Unrealistic body image is the least of the worries about the Bratz girls. Of indeterminate age, but targeted to the three- to eight-year old market, they are short, with a tiny waist, wide hips, and thrusting adolescent breasts. Imagine a risque cartoon of Dolly Parton as a fourth grader and you’ll begin to grasp the shape. Now put on an over-sized head with a little girl’s face, featuring huge, heavily kohl-lined eyes and Angelina Jolie lips puckered into a sensual pout. Top it off with enough hair to make Rapunzel look like a naked mole rat. Finally, dress this disturbing figure in clothing that can only be described as streetwalker chic. Bodices are off the shoulder with midriffs revealed, pants are low slung and skintight, skirts stop at the pantie line above fishnet stockings and are accessorized with thigh high platform boots. Finish off the wardrobe with a selection of evening gowns that would make a Los Vegas showgirl look demure.
I look at these dolls and wonder what kind of people make, sell, and purchase toys that sexualize prepubescent children and create personalities for them with "extreme super cool attitudes" that would make most rock stars seem like reserved young ladies.
Well, the Bratz are out of business, at least for now, but for all the wrong reasons. It seems that the Bratz babes were making moves on Barbie’s fashion doll turf and putting the smackdown on her ability to turn business on the fashion doll street. Barbie is a frumpy old hen compared to these hot chicks who have not just lunch boxes; but a TV show, a movie, albums, and websites among their merchandising arsenal. Mattel isn’t happy about sharing their corner with the new girls on the block, so they have sued MGA, manufacturer of Bratz, and won. The designer who conceived the dolls was employed by Mattel, owner of Barbie, when he began developing the Bratz. A California judge found their claim of ownership of the "intellectual property" of the Bratz dolls convincing. (Just for the record, I'd like to say that to call this intellectual property is an oxymoron, but then again, I don't understand exactly how LA Grand Theft Auto became a "game" for suburban kiddies in Kansas either.)
Which saddens me most? That our culture tolerates this kind of toy? That parents are purchasing these for things their daughters and sons? That years of work for women’s equality has been distorted into this idea of what feminism is? That crime is victimless? That it’s worth millions of dollars in legal fees to fight not over whether the dolls should be sold, but rather over who will profit from the sale? That parents need a warning label that a game about stealing cars might not be appropriate for their child?

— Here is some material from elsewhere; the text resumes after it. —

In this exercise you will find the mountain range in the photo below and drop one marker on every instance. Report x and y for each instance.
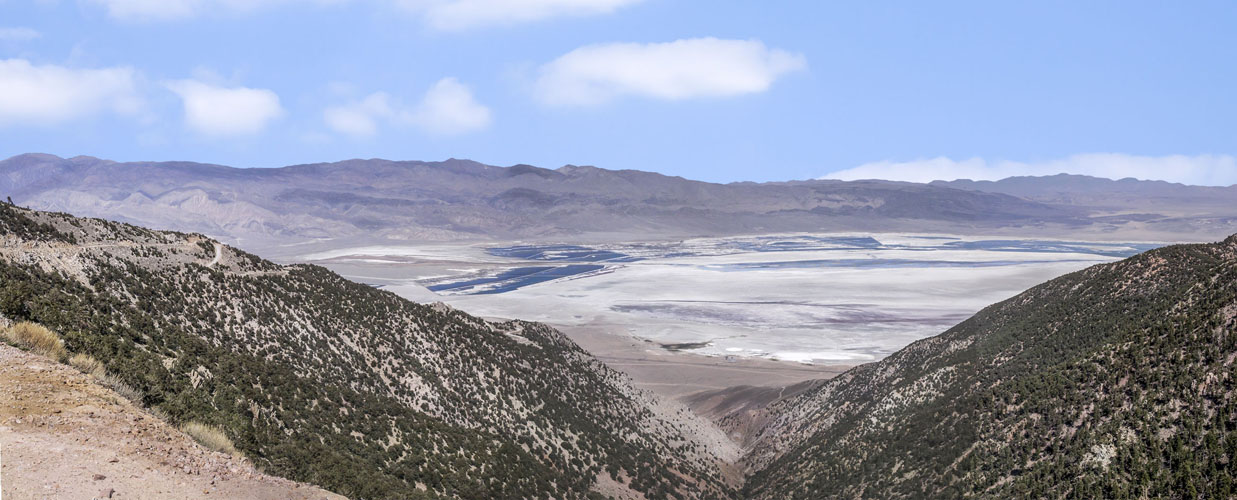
(379, 201)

At the risk of being a Grinch, I’d like climb down chimneys and gather up all of these dolls, grab all the Grand Theft Auto games, and a lot of other video games while I was at it. If the Whos down in Whoville had nothing left under their Christmas trees at that point, then shame on those Who parents. I’d leave notices behind from Santa’s Workshop stating,
Dear Children, Santa enjoys granting wishes and providing toys, but Santa doesn’t do things that harm children. I would love to bring nice toys such as American Girl dolls, Tonka trucks, Fisher Price playsets, Legos, and puzzles and board games, because these toys encourage children to be children. But Santa doesn’t deal in trashy toys, so if you wanted a Bratz doll or the Grand Auto Theft video game you will need to submit your wish list to the manufacturers’ representatives. However, my Little Ones, you may discover that, unlike Old Santa, these people don’t deal in bringing joy to good little girls and boys. They are only interested in lining their own pockets; and if that means peddling commercialism, sex, violence, and greed to the next generation they have no compunction about doing so. This is because they are naughty, not nice people and your parents ought to know better than to give them access to your minds.
Merry Christmas, Happy Hanukkah, Joyful Kwanzaa, and Peace on Earth to All Men, Women and Children of Goodwill.